PHQ-9 structure
The PHQ-9 asks about nine symptoms over the past 2 weeks, rated 0–3: 1. Little interest or pleasure in doing things 2. Feeling down, depressed, or hopeless 3. Trouble falling or staying asleep, or sleeping too much 4. Feeling tired or having little energy 5. Poor appetite or overeating 6. Feeling bad about yourself 7. Trouble concentrating 8. Moving or speaking slowly; or being restless/fidgety 9. Thoughts that you would be better off dead or hurting yourself Total score range: 0–27. Cutoffs: - 0–4: minimal - 5–9: mild - 10–14: moderate - 15–19: moderately severe - 20–27: severe The PHQ-9 maps almost 1:1 to DSM-5 major depressive disorder criteria. This is deliberate — the PHQ-9 was designed to assess DSM criteria directly.

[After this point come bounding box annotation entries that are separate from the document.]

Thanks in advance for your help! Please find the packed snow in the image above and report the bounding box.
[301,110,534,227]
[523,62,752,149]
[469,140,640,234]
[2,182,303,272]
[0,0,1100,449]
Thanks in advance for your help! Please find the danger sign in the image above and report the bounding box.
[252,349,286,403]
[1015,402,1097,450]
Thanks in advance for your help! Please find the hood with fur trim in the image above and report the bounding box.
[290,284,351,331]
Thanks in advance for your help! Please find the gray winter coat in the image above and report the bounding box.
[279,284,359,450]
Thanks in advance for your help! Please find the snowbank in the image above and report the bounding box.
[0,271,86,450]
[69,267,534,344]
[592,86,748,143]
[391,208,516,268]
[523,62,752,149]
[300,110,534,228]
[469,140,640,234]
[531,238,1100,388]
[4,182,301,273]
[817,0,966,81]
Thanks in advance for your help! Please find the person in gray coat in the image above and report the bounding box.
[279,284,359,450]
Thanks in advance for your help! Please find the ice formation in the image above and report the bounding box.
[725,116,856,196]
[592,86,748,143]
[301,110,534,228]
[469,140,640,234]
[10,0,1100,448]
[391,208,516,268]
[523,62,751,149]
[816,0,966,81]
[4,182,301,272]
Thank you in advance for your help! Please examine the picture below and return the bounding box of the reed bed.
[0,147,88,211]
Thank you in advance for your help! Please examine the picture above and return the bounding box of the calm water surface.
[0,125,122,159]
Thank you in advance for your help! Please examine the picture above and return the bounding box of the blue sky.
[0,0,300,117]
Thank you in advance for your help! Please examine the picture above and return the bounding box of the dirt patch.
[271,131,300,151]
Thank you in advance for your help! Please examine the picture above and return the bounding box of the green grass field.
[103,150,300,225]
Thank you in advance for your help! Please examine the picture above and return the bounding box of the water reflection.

SDS structure (brief recap)
SDS has 20 items covering affective (feeling sad), psychological (concentration, fatigue), somatic (sleep, appetite, heart rate, digestion), and cognitive (guilt, suicidal thoughts) symptoms. Raw score converts to index 25–100. Cutoffs: <50 normal, 50–59 mild, 60–69 moderate, 70+ severe. See sds-depression-interpretation article for detail. Key contrast with PHQ-9: SDS has more somatic items (8 out of 20 = 40% of items) and distributes the symptom coverage more broadly. PHQ-9 is more compact and tightly DSM-matched.
Direct comparison
| Dimension | PHQ-9 | SDS |
|---|---|---|
| Items | 9 | 20 |
| Time to complete | ~3 minutes | ~8 minutes |
| Response scale | 0-3 (4 options) | 1-4 (4 options) |
| Score range | 0-27 | Index 25-100 |
| DSM mapping | Direct | Indirect |
| Somatic weighting | Moderate (items 3, 4, 5, 8) | Heavy (8/20 items) |
| Clinical adoption | Very widespread | Moderate, declining in US |
| Cross-cultural use | Wide, many validated translations | Very wide, longer history |
| EMR integration | Common | Less common |
| Cost | Free | Free (public domain) |
When PHQ-9 is better
Most contemporary clinical contexts: - **Primary care screening**: brevity matters; PHQ-9 fits 3 minutes of a 15-minute appointment where SDS would take 8+ - **Mental health treatment monitoring**: weekly or biweekly re-administration tracks response to treatment; PHQ-9's shorter format supports routine monitoring - **Integration with DSM-5 diagnosis**: PHQ-9 scores map directly to diagnostic criteria, supporting clinician workflow - **Telehealth / electronic intake**: PHQ-9 is standard in most electronic patient-portal systems - **Research use**: PHQ-9 has become the default depression screening instrument in contemporary clinical research
When SDS is better
**Populations with somatic-heavy presentations**: cultures or individuals where depression shows as physical symptoms (body aches, digestive issues, fatigue without clear mood depression). SDS's 8 somatic items capture this better than PHQ-9's fewer. **Screening where broader symptom coverage matters**: comprehensive assessment rather than quick triage. SDS covers more symptom space. **Specific research applications where longitudinal comparison to historical data matters**: SDS has 60-year longitudinal literature; PHQ-9's history goes back only to 2001. **Self-administered depth**: for someone doing serious self-assessment rather than triage, SDS's broader questioning generates more reflective material.